The Keys to Continuous Authentication

Fraud Analyst Describes a Stronger Security Approach

Avivah Litan

Avivah Litan

Banking institutions and other businesses must continually collect information about their online customers to ensure stronger authentication, says Avivah Litan, a fraud expert and analyst for the consultancy Gartner.

"You have to assume the criminals can get through one layer [of authentication]; they can get through two, they can even get through three," she says during this interview with Information Security Media Group [transcript below]. "But if you have multiple layers, up to five, and you're continuously authenticating that user and continuously looking at their activities against their profile, you should be in pretty good shape."

Continuous authentication relies on a number of factors, such as how often the user typically accesses an account from a mobile device or PC, how quickly he types in his username and password, and the geographic location from which he most often access the account, Litan says. By continuously monitoring these behaviors, organizations can substantially improve their ability to detect when an unauthorized user is trying to access, for example, a bank account, as well as determine whether an account has already been compromised, she adds.

"You're continuously trying to verify if all this looks like the person you think it should be," Litan says.

During this first part of a two-part interview, Litan discusses:

The failures of knowledge-based authentication; Why socially engineered schemes are moving beyond phishing; and Technologies and educational campaigns all institutions need to implement to reduce fraud losses.

In part two of this interview, Litan discusses steps organizations are taking to fight call-center fraud.

Litan recently spoke about stronger authentication techniques during a presentation at ISMG's Fraud Summit. A video of her presentation is available on ISMG's Fraud Summit page.

Litan is a recognized authority on financial fraud. She has more than 30 years of experience in the IT industry and is a Gartner Research vice president. Her areas of expertise include financial fraud; authentication; access management; identity proofing; identity theft; fraud detection and prevention applications; and other areas of information security and risk. She also covers security issues related to payment systems and PCI compliance.

Why KBA Fails

TRACY KITTEN: Avivah based on recent research that you've conducted, you've identified significant weaknesses in standard authentication practices used for online account access.
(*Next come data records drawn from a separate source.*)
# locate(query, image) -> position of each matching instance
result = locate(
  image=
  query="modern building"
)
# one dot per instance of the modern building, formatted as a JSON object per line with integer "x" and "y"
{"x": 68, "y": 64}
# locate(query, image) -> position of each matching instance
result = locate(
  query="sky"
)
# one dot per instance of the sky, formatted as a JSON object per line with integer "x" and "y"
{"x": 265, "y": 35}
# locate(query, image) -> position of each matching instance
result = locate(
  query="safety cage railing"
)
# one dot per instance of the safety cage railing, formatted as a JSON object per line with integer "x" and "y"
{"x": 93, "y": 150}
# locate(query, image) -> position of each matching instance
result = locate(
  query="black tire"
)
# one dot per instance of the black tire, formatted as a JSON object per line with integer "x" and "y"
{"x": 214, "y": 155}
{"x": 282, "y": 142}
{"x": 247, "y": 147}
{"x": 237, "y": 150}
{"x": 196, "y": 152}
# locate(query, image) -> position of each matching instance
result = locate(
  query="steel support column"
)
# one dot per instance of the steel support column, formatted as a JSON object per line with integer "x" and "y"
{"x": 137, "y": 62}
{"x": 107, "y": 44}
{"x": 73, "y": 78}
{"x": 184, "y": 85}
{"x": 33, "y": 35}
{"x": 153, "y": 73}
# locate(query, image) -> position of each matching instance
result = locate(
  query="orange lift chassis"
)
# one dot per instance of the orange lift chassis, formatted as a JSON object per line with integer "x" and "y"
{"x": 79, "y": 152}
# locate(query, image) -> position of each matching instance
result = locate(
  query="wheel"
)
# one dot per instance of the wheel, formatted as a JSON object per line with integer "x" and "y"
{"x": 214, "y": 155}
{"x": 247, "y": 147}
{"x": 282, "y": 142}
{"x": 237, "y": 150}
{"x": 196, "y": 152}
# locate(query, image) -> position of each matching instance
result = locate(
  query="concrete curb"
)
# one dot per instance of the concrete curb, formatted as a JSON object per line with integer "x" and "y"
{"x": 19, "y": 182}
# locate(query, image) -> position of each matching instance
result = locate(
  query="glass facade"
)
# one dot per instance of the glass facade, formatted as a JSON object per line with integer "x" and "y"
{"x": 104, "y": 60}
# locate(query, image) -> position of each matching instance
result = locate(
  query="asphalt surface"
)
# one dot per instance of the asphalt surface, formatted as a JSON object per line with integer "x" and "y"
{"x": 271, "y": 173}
So-called knowledge-based authentication is insufficient, you say. Can you explain why KBA fails?

AVIVAH LITAN: First, let me just say that this issue of KBA failures and problems has been coming up for a few years. KBA is knowledge-based authentication based on external data, and it's a very convenient method for banks and other companies to use to prove an identity when they are conducting a high-risk transaction. So for example, if you are cashing out an annuity as a consumer and you call the call center, the call center is going to start asking you to answer these secret questions. So it's very convenient. But for a few years now, we've been hearing complaints from our customers that the failure rate on KBI is on average 10 percent to 15 percent and sometimes it can go as high as 30 percent.
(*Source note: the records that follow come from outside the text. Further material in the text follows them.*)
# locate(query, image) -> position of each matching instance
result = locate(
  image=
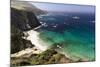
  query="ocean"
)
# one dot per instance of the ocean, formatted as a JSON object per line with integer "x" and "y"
{"x": 73, "y": 32}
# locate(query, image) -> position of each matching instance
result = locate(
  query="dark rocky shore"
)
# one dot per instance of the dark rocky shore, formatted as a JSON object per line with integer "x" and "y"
{"x": 22, "y": 20}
For example, some of our healthcare insurance clients insure populations without a lot of credit history - new immigrants or students. We see the same thing in universities. We've been hearing about these high failure rates for a few years ... and when we looked into it, what we found out is most of the failures are good people that can't answer the questions. So either there is not enough data on them because they are a new immigrant, for example, without a lot of data, or it could be that there is a typo in the credit record, or it just could be that the people that do have questions don't know what the answers are. It has happened to all of us because, for example, if you're asked where your mortgage is held, your mortgage may have been sold to three companies that you don't even know about and you're still paying the old company when you write the check but there is really a third company behind the scenes.